Research talk:Autoconfirmed article creation trial/Work log/2017-09-05

From Meta, a Wikimedia project coordination wiki

Tuesday, September 5, 2017[edit]

Today I'll do another spot check of our dataset, looking at years before the "dip" we fixed yesterday to see if there are page creations we should've filtered that we're missing. I'll start working on building a dashboard for our page creation datasets that are now available and updated daily. Lastly, I'll start summarizing our findings so far to make sure we have a good overview and ideas on what additional research would be useful, and continue documenting our methods and datasets.

Dataset check[edit]

There are some days in 2009 where there were a lot of articles created, and I want to know what went on at that time to see if we need to alter our queries. I first identified candidate dates by filtering for those with unusually high number of article creations, and found that Feb 21, Feb 23, Mar 5, Apr 2, and Apr 16 were the key dates to look at. I first grabbed all creation events from April 16, finding that many of them were bot-created pages (redirects) and articles. Next I looked at Feb 23, finding again that there's a lot of bot-created redirects.

Because some of the pages created by bots are/were actual articles and some were redirects, we cannot filter out all bot creations. Secondly, the history table in the data lake does not contain historic information about redirect status (but that is forthcoming, ref T161146), which is why our queries applies some regular expressions to the edit comments to identify redirect creations. The edit comments used in the bot-created pages back in 2009 do not reflect whether it's a redirect or an actual article, so we cannot use the same approach there.

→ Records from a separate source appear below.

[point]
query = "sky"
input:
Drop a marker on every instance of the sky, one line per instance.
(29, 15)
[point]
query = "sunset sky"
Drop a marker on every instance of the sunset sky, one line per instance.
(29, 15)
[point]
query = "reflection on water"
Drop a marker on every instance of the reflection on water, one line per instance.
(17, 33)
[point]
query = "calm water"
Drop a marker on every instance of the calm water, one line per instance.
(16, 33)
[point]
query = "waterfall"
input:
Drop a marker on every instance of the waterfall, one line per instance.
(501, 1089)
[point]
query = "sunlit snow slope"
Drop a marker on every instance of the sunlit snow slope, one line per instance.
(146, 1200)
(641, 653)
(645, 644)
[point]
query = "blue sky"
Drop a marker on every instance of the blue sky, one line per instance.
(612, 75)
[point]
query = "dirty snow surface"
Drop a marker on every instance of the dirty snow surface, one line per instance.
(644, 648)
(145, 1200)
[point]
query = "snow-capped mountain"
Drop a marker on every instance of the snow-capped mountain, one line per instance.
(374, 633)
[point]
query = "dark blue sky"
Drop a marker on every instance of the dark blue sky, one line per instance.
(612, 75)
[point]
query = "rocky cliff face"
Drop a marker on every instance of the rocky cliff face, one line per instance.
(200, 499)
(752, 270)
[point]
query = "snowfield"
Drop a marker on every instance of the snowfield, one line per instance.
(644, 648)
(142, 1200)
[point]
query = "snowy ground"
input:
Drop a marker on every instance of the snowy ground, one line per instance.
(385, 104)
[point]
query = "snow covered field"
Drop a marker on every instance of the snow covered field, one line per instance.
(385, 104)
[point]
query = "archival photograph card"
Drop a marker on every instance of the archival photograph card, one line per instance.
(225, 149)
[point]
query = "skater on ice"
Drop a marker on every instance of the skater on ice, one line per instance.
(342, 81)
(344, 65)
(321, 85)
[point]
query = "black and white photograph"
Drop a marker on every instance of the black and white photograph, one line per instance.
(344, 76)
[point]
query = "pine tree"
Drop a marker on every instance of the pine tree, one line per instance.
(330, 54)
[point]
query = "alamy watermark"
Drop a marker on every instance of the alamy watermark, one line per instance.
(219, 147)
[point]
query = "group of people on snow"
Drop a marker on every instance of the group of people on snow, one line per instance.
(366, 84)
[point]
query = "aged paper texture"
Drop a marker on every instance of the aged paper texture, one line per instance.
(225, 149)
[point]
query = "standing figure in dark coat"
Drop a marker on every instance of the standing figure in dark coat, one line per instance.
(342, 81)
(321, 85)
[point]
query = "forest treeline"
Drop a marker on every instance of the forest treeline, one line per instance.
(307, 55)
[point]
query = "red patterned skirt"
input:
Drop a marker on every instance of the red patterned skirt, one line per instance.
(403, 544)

At this point, I'm inclined to keep things as they are. We filter out bots in our non-autopatrolled dataset, which I'm perfectly happy with. We also have a fairly good idea about what's going on with these peaks and can explain them. One concern is whether this type of bot creation affects the overall trend, but for now I am happy with what we have going back 5–6 years and would rather focus on other things.

The story, so far…[edit]

H1: Number of accounts registered[edit]

Code for this is in newaccounts.py. Our preliminary analysis of this part is in the August 8 work log, based on newaccounts.R.

Key findings here are:

  1. Many spikes in registrations in 2014 and 2015 due to SUL finalization and the mobile app requesting people register to use it.
  2. Number of accounts created by another user (logged as "create2" or "byemail") is generally stable at around 30 per day of each.
  3. Number of regular account creations in 2017 is at around 5,000 per day. There's about 2,500 accounts that are auto-created every day. These numbers follow general Wikipedia activity trends, peaks in spring and fall, slump in the summer and around the holiday season at the end of the year.
  4. Proportion of auto-created accounts appears to be increasing over time. This appears to come through an increase in the number of auto-created accounts per day over time, the number of regularly created accounts is instead fairly stable.

Because the number of accounts that are created for someone is stable and low, we've decided to combine them with the regularly created accounts in our subsequent analysis. We see the auto-created accounts as meaningfully different from other accounts due to the user having an existing relationship with another Wikimedia wiki. Secondly, we expect accounts that were created for someone to behave similar as the regularly registered accounts. Thus, we end up with two types of accounts in our analysis: auto-created and "regular".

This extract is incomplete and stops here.